The port of Rotterdam will offer a port fee reduction for container ships that fuel with sustainable marine fuels as part of the launched Zero Emission Maritime Buyers Alliance (ZEMBA) initiative. But the port fee discount would amount to less than 0.1pc of the increased low-carbon bunker bill.
Rotterdam’s port fee discount could cost the port up to €500,000 ($527,200) in total. To qualify, a ship has to bunker alternative fuels in Rotterdam with at least 90pc reduction in greenhouse gases, such as green methanol or green ammonia. Rotterdam has also determined that discount would not apply to bio-blended fuel oil, marine gas oil, or marine diesel oil, “as that market is already mature in Rotterdam”.

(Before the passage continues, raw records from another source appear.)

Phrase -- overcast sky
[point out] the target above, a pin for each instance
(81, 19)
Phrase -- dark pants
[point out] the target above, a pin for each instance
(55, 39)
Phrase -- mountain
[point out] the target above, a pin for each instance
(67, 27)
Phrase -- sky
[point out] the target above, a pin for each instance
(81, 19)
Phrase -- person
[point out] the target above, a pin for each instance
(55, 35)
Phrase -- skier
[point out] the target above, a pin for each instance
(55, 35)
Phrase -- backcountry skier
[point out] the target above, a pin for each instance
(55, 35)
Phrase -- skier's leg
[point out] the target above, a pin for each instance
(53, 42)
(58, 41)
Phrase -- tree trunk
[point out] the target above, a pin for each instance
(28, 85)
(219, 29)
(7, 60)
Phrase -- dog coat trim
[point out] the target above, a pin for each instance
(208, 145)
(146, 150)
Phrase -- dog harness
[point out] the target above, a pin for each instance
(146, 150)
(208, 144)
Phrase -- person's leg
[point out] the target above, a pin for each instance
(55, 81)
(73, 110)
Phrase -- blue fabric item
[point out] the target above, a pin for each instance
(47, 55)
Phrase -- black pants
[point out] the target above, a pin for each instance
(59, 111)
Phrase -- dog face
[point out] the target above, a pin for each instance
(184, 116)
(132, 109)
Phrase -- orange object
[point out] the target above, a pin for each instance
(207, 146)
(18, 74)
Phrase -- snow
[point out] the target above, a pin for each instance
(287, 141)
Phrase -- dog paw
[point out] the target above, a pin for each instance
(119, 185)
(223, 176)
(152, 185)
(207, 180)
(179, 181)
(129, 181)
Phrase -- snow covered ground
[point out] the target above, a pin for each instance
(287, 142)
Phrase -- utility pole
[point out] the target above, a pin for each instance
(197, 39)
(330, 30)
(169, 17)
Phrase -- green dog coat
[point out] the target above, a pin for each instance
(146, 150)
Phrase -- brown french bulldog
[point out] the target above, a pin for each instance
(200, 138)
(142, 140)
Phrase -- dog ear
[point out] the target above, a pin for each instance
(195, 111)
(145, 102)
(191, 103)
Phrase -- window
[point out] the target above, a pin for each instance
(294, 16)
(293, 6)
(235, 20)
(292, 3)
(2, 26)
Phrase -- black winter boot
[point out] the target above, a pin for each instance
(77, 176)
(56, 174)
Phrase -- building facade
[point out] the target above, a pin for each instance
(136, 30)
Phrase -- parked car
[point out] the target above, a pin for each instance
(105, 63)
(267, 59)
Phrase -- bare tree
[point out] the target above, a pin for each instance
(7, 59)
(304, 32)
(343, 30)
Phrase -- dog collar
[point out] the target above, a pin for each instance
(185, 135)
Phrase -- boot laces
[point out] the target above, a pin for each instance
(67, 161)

ZEMBA, a retailer coalition, issued a request for proposals in September seeking bids from container ship companies willing to use marine fuels with 90pc less greenhouse gas emissions than conventional fossil fuels on a well-to-wake basis. ZEMBA is looking to move at least 600,000 twentyfoot-equivalent units (TEU) over a three-year period, which amounts to about 280,000t of marine fuel.
In northwest Europe, bio-methanol was pegged at $2,384/t very low-sulphur fuel oil (VLSFO)-equivalent, or 3.9 times the price of VLSFO at an average $610/t in September, Argus data showed. Green ammonia was pegged at $2,655/t VLSFO-equivalent, or 4.4 times, and hydrogen at $2,492/t VLSFO-equivalent, or 4.1 times the price of VLSFO for the same period. At the September price snapshot, 280,000t of VLSFO would have cost $170.67mn compared with about $667.56mn for biomethanol, $743.43mn for ammonia and $697.48mn for hydrogen.